The curve of her hip fits into my palm.
‘Now, you step forward with your right foot.’
‘Won’t I step on your foot?’
Christmas laughs and presses her face into my chest. ‘I’m going to move my foot too, stupid! Okay, right foot forward.’
I do so, resisting the urge to say ‘Yes, sir.’
‘Now, left foot out to the side. Good. Now, feet together. Then, I’m going to step forward and you step back with your left foot. Wait. That’s backwards. Oh well. Okay, step
back. Now, out to the side with your right foot. And feet together and we’re back where we started.’
‘So we just step in a circle?’
‘No, it’s a box. It’s called a box step.’
We go again, slowly. We don’t talk. At first Christmas makes little drumming sounds to keep the beat, and then I hum. It’s one of the songs Priest played on his guitar, but I slow it
down to match her drumming. I dance with death.
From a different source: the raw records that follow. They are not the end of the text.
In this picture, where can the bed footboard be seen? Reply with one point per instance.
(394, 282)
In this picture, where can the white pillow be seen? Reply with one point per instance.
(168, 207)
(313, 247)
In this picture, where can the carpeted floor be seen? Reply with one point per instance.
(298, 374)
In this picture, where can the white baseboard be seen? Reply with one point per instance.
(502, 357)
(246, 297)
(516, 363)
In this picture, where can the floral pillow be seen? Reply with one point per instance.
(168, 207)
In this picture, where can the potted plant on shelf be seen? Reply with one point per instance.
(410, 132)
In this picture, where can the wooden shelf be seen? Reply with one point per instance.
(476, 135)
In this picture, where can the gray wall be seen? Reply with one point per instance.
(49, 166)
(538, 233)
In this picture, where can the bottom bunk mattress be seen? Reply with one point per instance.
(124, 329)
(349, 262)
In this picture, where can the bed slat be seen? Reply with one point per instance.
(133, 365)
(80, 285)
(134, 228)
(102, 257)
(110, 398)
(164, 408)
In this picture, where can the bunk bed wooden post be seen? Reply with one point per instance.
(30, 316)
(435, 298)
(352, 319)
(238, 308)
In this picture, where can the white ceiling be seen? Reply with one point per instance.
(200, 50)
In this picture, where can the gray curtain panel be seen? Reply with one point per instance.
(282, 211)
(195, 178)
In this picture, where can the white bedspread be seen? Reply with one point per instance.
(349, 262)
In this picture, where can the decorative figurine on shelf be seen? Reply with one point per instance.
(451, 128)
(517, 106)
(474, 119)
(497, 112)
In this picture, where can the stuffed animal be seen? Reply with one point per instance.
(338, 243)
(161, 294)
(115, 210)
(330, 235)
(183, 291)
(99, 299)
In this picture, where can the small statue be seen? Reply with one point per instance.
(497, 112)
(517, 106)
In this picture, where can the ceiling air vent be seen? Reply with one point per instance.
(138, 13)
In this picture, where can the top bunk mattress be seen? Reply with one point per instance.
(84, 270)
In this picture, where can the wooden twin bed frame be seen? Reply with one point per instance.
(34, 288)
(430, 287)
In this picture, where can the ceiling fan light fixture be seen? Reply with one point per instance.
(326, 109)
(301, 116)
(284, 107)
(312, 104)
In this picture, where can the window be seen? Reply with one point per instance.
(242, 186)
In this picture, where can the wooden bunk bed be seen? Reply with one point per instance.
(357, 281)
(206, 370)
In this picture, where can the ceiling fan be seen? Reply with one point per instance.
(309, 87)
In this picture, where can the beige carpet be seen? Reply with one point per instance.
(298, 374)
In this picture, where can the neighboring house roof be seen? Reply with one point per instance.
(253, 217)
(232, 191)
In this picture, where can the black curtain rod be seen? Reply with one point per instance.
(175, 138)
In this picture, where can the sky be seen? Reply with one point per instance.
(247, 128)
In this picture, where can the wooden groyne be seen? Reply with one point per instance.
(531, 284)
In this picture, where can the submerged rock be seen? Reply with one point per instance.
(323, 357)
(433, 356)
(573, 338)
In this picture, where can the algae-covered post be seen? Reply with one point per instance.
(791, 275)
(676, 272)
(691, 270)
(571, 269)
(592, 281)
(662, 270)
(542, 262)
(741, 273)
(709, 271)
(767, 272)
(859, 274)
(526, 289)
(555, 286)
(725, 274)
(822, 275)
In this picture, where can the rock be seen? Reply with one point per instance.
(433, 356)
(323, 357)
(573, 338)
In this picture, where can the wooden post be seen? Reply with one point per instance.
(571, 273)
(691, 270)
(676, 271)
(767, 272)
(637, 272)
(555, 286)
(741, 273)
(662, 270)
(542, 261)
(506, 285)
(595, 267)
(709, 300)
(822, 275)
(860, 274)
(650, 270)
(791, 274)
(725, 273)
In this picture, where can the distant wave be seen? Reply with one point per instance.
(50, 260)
It’s dark when I leave the hut. There’s no one around. Still, I walk quickly. I take a couple of random turns through the ruined camp.
I step out into the space that had been the barracks. Half a dozen soldiers sit around a small fire, talking quietly and carelessly. I recognise a couple who had been at the village when I shot
the mother and daughter. One of them jumps up. He’s angry he didn’t get his turn.
‘Hey!’ he yells angrily.
I keep walking.
‘People’s Fire,’ he yells again, ‘I’m talking to you!’
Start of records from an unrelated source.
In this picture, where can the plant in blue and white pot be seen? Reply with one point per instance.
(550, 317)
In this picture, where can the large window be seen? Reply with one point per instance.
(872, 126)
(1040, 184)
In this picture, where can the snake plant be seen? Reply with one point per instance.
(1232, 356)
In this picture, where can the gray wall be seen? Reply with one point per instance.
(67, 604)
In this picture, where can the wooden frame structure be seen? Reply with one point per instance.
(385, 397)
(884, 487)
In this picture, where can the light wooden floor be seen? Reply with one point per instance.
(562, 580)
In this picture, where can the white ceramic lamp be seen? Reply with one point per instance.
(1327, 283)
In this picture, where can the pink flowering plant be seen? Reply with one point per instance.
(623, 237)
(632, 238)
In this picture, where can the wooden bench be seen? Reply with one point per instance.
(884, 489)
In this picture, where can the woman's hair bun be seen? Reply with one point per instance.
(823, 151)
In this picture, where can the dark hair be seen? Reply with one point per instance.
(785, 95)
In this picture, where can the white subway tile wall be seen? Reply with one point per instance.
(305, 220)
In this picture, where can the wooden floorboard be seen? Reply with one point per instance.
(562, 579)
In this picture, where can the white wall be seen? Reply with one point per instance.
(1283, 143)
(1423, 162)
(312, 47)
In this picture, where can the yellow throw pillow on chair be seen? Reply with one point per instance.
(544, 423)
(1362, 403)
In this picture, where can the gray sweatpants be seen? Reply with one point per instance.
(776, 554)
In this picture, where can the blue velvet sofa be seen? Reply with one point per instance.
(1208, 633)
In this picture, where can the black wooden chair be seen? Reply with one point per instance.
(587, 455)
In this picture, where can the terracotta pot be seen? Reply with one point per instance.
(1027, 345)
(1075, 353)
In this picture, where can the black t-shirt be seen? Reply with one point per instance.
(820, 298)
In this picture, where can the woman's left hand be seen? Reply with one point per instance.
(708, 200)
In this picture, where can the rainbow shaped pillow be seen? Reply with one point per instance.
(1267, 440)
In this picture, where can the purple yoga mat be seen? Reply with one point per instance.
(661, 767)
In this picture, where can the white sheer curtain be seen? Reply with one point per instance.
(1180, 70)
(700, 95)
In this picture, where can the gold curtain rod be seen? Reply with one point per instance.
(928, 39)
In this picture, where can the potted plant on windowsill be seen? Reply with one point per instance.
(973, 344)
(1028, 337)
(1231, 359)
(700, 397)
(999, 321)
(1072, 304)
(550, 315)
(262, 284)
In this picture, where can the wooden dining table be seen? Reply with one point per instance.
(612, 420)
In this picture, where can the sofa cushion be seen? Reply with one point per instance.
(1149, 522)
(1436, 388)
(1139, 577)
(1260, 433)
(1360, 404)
I hear his footsteps heavy behind me. I turn around and swing. My fist connects with his face and he staggers back. I grab his shoulders and knee him in the groin. He doubles over, gagging, his
shoulder presses uselessly against my stomach. Aiming for his spine, I bring my elbow down hard on his back. With a grunt he hits the ground and lies there, back arched. Looking like a turtle in
the sun, he’s barely able to move. Blood is running down his face.
His friends are silent. I look up at them and spread my arms. ‘Who’s next?’ They look at each other, then me. My eyes hit each one. Who will rush me first? Instead they slowly
clap. Someone starts laughing and they cheer.